Northwest Arkansas Democrat-Gazette
President Donald Trump
takes the stage to speak Friday at the National Rifle Association convention in Dallas, where he told the audience that Second Amendment rights “will never, ever be under siege as long as I’m your president.”
DALLAS — President Donald Trump on Friday addressed the National Rifle Association’s annual meeting, signaling his strong support for the gun rights group after suggesting months earlier that he was open to some firearm restrictions in the aftermath of a school shooting in south Florida.
“Your Second Amendment rights are under siege, but they will never ever be under siege as long as I’m your president,” Trump told NRA members, whom he referred to as patriots.
Trump has already addressed the group three times and has counted it as a powerful ally from the earliest days of his presidential campaign. The NRA spent more money on behalf of Trump than did any outside group in 2016, deploying its resources for him earlier than in any other presidential cycle. In all, it spent about $30 million in support of his campaign.
But Friday’s speech was his first appearance before NRA members since the Feb. 14 mass shooting at a Parkland, Fla., high school that created a new wave of momentum for the gun-control movement nationwide led by the students at Marjory Stoneman Douglas High School.
The massacre moved Trump to flirt with stricter gun measures in defiance of NRA priorities, such as raising the legal age to purchase AR15s and similar types of rifles to 21, and expanding background checks to guns sold at shows and online. In a meeting with lawmakers, Trump even mocked Republican lawmakers over the power of the gun lobby, telling one GOP senator that he was “afraid of the NRA.”
But Trump quickly backtracked, instead embracing modest gun-related measures such as legislation to improve information-sharing for the National Instant Criminal Background Check System. That bill, known as the Fix NICS Act, was signed into law as part of a government spending measure in March.
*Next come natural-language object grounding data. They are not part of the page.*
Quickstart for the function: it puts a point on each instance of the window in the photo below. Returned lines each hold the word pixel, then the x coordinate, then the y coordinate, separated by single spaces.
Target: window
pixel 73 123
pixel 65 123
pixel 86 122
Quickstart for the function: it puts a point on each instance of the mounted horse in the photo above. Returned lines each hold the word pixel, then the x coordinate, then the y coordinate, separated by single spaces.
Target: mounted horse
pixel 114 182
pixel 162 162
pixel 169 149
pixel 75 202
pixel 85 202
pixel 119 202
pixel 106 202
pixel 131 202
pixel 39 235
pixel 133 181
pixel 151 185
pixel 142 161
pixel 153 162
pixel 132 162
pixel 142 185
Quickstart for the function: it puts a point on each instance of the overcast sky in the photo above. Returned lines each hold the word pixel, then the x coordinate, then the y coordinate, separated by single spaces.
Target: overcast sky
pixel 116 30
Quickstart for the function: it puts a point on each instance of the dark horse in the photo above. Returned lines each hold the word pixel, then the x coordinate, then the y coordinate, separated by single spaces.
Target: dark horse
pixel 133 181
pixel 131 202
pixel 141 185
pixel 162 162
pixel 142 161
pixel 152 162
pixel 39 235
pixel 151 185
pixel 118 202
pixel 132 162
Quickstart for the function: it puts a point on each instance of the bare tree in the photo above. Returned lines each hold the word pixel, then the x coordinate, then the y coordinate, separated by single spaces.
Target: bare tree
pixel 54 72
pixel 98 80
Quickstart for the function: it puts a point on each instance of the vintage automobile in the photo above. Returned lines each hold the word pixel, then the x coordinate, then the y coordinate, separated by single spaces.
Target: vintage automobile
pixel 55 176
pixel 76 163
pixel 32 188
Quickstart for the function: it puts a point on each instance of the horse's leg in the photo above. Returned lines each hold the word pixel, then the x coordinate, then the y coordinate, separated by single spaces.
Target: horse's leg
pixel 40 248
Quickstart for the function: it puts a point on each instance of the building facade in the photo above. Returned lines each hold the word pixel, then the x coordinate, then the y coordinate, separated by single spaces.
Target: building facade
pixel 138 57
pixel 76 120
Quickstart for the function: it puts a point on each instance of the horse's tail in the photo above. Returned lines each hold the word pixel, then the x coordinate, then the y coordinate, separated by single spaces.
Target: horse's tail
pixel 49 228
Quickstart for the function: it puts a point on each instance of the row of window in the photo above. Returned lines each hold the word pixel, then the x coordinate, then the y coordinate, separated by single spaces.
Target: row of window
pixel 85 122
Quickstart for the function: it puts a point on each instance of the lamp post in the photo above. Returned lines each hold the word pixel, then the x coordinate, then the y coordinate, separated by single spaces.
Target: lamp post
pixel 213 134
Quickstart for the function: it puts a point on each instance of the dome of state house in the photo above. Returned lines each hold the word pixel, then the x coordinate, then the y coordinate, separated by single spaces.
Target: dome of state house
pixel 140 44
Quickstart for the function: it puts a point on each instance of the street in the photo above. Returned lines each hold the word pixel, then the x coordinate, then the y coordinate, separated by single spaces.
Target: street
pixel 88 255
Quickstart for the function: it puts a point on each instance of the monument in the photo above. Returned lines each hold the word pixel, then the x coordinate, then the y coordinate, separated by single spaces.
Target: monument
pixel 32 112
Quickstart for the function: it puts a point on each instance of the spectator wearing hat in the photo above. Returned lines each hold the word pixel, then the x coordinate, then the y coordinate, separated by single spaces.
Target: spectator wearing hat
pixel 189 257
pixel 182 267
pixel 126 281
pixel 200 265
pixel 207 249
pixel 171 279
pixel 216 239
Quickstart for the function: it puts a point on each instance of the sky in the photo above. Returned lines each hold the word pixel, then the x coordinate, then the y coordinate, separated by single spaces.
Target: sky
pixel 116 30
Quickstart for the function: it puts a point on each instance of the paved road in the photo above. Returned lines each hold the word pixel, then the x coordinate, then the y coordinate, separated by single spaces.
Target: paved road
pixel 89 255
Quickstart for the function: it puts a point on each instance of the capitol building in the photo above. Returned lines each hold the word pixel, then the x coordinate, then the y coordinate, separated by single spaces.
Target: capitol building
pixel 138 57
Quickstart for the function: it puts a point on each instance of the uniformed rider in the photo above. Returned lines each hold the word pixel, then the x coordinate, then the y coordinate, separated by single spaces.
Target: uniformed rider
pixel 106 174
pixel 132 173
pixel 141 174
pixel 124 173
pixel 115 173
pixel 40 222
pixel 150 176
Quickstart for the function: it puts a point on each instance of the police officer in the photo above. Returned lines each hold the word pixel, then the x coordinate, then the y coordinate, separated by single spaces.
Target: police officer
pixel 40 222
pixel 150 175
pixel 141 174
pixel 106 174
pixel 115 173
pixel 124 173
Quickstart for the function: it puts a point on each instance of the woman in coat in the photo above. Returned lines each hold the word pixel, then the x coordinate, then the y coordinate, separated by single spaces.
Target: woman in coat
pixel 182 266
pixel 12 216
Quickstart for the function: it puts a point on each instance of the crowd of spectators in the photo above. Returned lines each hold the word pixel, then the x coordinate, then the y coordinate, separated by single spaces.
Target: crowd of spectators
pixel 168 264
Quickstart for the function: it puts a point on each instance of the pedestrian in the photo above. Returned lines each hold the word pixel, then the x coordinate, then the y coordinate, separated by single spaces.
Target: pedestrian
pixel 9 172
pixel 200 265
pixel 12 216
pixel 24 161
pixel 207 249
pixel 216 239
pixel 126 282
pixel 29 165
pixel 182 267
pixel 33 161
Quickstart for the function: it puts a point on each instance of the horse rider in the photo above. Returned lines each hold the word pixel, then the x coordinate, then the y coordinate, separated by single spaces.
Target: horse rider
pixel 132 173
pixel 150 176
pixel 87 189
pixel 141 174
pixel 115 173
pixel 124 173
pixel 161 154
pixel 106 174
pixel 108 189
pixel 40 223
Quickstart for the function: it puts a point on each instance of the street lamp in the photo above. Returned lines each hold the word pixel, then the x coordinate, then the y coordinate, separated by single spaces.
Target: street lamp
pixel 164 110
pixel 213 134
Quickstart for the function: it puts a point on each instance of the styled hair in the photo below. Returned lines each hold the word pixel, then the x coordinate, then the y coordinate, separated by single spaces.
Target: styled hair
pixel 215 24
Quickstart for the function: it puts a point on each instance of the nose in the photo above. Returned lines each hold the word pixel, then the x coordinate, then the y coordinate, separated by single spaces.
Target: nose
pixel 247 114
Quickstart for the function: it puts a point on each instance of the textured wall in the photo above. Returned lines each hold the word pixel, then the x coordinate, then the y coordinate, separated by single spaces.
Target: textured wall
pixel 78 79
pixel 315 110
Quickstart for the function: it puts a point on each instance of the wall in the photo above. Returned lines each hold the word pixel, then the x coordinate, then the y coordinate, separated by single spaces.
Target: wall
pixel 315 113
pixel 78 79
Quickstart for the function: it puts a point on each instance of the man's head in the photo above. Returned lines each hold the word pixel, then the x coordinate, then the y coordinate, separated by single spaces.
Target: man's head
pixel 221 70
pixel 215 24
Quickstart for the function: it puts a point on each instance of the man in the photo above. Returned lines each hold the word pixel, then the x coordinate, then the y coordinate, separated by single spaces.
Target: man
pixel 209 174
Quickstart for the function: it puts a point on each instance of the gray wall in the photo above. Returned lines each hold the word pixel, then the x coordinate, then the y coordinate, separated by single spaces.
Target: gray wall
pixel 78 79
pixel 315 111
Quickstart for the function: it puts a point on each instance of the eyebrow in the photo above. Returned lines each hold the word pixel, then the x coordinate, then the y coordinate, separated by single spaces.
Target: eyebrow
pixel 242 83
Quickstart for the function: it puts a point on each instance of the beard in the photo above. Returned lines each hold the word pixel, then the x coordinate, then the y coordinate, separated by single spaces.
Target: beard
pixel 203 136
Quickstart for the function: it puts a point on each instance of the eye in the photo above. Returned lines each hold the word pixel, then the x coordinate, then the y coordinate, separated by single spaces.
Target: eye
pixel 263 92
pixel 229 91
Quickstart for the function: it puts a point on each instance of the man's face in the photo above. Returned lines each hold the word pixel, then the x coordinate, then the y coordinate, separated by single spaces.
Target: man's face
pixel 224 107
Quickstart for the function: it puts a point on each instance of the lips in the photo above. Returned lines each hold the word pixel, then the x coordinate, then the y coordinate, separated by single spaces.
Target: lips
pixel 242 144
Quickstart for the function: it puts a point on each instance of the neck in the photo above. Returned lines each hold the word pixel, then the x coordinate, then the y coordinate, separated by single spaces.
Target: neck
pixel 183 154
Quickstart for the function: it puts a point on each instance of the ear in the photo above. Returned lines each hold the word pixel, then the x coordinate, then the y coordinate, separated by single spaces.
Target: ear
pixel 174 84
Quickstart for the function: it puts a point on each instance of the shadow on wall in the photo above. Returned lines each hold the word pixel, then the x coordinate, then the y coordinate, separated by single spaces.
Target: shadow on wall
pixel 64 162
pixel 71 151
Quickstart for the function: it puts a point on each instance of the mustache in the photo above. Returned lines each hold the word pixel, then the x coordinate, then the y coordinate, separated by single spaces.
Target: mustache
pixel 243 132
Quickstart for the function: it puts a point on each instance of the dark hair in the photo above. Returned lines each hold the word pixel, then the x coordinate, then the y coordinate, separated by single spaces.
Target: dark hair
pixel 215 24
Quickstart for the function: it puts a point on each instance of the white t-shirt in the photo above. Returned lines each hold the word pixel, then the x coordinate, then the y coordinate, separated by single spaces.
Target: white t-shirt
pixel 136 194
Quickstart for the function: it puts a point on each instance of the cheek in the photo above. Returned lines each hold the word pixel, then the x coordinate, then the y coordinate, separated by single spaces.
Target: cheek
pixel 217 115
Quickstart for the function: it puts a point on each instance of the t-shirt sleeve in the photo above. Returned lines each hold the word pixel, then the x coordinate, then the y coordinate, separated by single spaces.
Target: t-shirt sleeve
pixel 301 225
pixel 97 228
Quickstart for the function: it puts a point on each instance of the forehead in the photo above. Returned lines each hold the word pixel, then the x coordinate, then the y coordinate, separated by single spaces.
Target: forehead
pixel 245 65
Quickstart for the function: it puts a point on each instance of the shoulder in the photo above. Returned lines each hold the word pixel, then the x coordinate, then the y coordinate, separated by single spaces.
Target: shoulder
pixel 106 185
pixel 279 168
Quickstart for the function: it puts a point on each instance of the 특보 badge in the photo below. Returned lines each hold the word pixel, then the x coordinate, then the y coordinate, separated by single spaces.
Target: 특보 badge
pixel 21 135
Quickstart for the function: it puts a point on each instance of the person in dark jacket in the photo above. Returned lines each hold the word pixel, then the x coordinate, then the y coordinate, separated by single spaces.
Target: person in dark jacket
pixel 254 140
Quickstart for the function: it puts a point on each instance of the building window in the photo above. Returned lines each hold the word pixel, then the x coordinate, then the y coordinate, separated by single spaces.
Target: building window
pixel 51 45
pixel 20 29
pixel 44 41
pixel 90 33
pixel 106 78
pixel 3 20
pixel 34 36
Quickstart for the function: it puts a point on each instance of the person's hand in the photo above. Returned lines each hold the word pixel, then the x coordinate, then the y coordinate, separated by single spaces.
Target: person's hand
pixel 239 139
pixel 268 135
His Justice Department has also proposed barring “bump stocks” — devices that allow semiautomatic rifles to fire like fully automatic weapons — through regulations, although Democrats and some Republicans on Capitol Hill would prefer that be done legislatively.
One of the Parkland student survivors, David Hogg, criticized Trump’s appearance in Dallas in advance.
“It’s kind of hypocritical of him to go there after saying so many politicians bow to the NRA and are owned by them,” Hogg said. “It proves that his heart and his wallet are in the same place.”
Trump, seeking to rally progun voters for the 2018 congressional elections, claimed to the NRA members that Democrats want to “outlaw guns” and that if the nation were to take that step, it might as well ban all vans and trucks because they are the new weapons for “maniac terrorists.”
“We will never give up our freedom. We will live free, and we will die free,” Trump said. “We’ve got to do great in ’18.”
Activists energized by shootings at schools, churches and elsewhere have also focused on those elections.
While the president veered off topic at times — speaking about entertainer Kanye West’s recent support and former Secretary of State John Kerry’s bicycle accident three years ago — he repeatedly returned to the message of the day: his support for the Second Amendment.